At the core of Open DevOps is a pre-configured Jira project built around Jira Software, Confluence, Bitbucket, and Opsgenie, but it’s also set up with pre-built integrations so that teams can add in other third-party tools, including GitLab or GitHub. How cool is that? There’s a ton of functionality essentially embedded in the Open DevOps Jira project: using either Atlassian tools or those prebuilt integrations, you can code in Jira, see deployments, automate workflows, view Confluence pages, and even see deployment and cycle time trends.
As of the April announcement, Open DevOps offers more than a dozen one-click integrations with leading third-party tools for security, testing, feature flagging, observability, and CI/CD, (including GitLab,) but one I want to dig into more specifically relates to security: an integration with Snyk. Snyk makes a set of best-in-class tools that make it easy for developers to build security into their development processes. Specifically, the tools find and fix vulnerabilities in opensource code, application code, container images, and Kubernetes applications.
Atlassian and DevSecOps: What’s Snyk Got to Do with It?
As more organizations undertake DevOps journeys, and as the practice matures, engineering teams are also increasingly incorporating security practices into every phase of the software development cycle so that security is an innate part of the finished product. And that, in a nutshell, is what the notion of DevSecOps is all about.
Puppet’s 2020 State of DevOps Report does a great job of explaining the value behind the practice: “Integrating security fully into the software delivery process improves your ability to quickly remediate critical vulnerabilities. Among companies with full security integration, 45 percent can remediate critical vulnerabilities within a day. Just 25 percent of those with low security integration can remediate within a day.”

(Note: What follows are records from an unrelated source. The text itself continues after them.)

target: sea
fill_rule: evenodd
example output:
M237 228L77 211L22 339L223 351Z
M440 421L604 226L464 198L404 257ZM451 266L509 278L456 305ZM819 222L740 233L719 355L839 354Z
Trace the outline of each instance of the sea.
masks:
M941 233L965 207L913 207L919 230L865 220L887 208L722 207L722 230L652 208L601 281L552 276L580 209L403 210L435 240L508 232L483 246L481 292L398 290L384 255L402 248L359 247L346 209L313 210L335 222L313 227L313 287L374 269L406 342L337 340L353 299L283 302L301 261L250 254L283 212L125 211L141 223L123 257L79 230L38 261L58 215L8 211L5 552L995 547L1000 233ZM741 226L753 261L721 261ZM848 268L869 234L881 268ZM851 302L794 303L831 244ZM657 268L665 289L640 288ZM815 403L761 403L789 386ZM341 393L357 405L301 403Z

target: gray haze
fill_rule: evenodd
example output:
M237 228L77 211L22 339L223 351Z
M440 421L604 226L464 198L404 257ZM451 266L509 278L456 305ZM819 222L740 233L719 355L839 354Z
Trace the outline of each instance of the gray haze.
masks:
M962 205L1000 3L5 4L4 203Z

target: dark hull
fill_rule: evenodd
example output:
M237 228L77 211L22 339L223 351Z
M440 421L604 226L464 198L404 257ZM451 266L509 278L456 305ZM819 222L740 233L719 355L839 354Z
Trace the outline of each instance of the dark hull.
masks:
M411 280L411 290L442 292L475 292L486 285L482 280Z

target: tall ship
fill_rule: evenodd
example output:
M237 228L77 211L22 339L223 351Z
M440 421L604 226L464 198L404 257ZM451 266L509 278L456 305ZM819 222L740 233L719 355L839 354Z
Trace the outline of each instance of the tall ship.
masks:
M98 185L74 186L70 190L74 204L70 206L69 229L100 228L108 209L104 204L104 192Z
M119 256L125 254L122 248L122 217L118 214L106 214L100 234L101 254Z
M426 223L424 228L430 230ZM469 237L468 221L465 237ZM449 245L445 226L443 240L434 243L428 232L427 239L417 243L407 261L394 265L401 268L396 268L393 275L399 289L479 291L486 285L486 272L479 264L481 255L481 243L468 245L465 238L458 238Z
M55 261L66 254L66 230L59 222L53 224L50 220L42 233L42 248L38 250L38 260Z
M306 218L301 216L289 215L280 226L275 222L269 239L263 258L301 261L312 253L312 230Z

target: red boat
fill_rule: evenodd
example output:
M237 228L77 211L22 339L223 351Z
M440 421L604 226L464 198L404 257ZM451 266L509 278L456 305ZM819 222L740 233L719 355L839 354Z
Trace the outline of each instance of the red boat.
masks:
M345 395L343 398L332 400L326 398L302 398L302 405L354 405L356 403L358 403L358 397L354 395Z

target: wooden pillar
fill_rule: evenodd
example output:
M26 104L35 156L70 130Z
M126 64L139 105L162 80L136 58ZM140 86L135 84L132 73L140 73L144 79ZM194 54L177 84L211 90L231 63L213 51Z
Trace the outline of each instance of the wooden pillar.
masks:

When you think about the complexity of the DevOps lifecycle in general (Atlassian views it in six phases: planning, building, CI/CD, monitoring, operating, and continuous feedback), then think about the complexity of addressing security at every stage via a collection of third-party tools, it’s really exciting to see how Atlassian, through Open DevOps and one-click integration with Snyk, is simplifying that. And at Isos Technology, we’re all really looking forward to seeing how Atlassian continues to grow this new tool, bringing in new functionality and integrations as DevOps and DevSecOps continue to evolve.